2025-11-06 18:12 "Bad Bid Practice"

#topic/estimating #topic/transparency

I might be reprimanded for the things I've said about deceptive bid practices were I to repeat them to the wrong person, but I can't, in good conscience, take them back.

In my previous position, I regularly saw good opportunities lost, perfect jobs turned into absurd overruns, and historied relationships with good customers soured by people trying to play poker instead of just selling a service.

Now I feel myself sour when I see the same warning signs.

[!quote] Proverbs 21:6, New International Version A fortune made by a lying tongue is a fleeting vapor and a deadly snare

[!quote] Robert Palmer, "Every Kinda People" There is no profit in deceit
Honest men know that
Revenge does not taste sweet

When you bill your customer to provide scope that they thought they already paid for, they don't say "Touché" and move on, they ask themselves what they've done for you, what they're doing, and if you still deserve it. You are cashing out on good will.

How upset would you be paying fifty dollars for an oil change, just to be billed another fifty for the cost of the oil and filter? Would you ever go back to that shop?

When you take from a contractors profits, they will make sure you don't keep all of it, whether intentionally or not.

Harsh words of lost profits reach the field immediately, and they only get harsher on the way down. Your superintendent was golf buddies with the contractor's.
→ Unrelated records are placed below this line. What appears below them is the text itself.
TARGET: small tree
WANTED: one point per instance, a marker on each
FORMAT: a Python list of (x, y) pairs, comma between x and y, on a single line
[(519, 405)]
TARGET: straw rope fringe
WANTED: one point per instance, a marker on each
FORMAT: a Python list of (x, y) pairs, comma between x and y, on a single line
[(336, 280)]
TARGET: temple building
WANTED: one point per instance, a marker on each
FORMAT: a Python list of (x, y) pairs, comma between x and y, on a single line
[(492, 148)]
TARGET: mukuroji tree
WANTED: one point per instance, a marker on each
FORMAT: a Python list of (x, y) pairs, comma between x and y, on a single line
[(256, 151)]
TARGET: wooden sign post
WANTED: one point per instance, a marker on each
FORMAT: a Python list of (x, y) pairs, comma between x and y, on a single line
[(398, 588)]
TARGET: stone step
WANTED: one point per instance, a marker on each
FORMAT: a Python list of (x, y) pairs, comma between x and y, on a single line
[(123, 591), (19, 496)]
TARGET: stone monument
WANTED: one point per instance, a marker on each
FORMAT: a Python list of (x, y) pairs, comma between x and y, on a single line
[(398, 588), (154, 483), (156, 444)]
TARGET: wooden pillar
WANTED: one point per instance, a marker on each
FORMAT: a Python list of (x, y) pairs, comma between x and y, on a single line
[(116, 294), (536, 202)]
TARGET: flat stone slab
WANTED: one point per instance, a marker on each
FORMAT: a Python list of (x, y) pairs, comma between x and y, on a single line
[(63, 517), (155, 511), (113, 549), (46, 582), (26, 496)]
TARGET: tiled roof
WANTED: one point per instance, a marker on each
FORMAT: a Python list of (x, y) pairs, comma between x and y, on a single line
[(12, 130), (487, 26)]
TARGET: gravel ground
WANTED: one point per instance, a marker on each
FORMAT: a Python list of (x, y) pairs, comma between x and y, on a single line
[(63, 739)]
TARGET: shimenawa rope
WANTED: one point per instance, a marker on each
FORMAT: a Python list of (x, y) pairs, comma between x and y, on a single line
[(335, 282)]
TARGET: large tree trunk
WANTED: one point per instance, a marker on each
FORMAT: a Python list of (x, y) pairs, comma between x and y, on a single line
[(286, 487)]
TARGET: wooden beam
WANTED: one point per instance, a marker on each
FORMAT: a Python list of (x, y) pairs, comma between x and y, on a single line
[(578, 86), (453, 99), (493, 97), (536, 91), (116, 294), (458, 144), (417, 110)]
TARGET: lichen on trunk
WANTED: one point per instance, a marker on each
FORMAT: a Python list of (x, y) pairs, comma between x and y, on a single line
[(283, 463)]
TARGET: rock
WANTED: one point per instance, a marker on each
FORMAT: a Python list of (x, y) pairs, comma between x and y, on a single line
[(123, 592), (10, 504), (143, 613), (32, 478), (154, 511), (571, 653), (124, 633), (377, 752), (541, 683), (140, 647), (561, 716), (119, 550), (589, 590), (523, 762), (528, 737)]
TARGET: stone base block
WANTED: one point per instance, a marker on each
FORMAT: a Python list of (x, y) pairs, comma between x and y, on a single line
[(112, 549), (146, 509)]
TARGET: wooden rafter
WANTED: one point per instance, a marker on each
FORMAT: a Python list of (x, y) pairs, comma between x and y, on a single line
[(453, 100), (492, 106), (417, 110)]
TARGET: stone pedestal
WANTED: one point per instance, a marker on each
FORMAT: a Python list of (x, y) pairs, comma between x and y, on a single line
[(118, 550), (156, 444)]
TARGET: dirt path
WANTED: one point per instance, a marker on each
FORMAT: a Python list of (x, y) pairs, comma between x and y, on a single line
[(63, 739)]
Now yours is buried in QA and safety paperwork that they used to get away with pencil-whipping.

Estimators may account themselves clever when they sell toggle switches as lighting control or conduit as equipment grounding but they're only playing at law.

It is... inadvisable to get into a dispute over contract terminology with an organization that---necessarily---has a larger legal department than you. Much more so when your basis for complaint is a typo-ridden checklist written by estimators with degrees in anything but law, rarely construction management, or even nothing at all.

I don't mean to disparage my well-meaning peers, (that last category includes myself) I only mean to say that we don't seem to be asking the first question that should come to mind when writing a document that could end up in court: "How would I look explaining this to a lawyer?"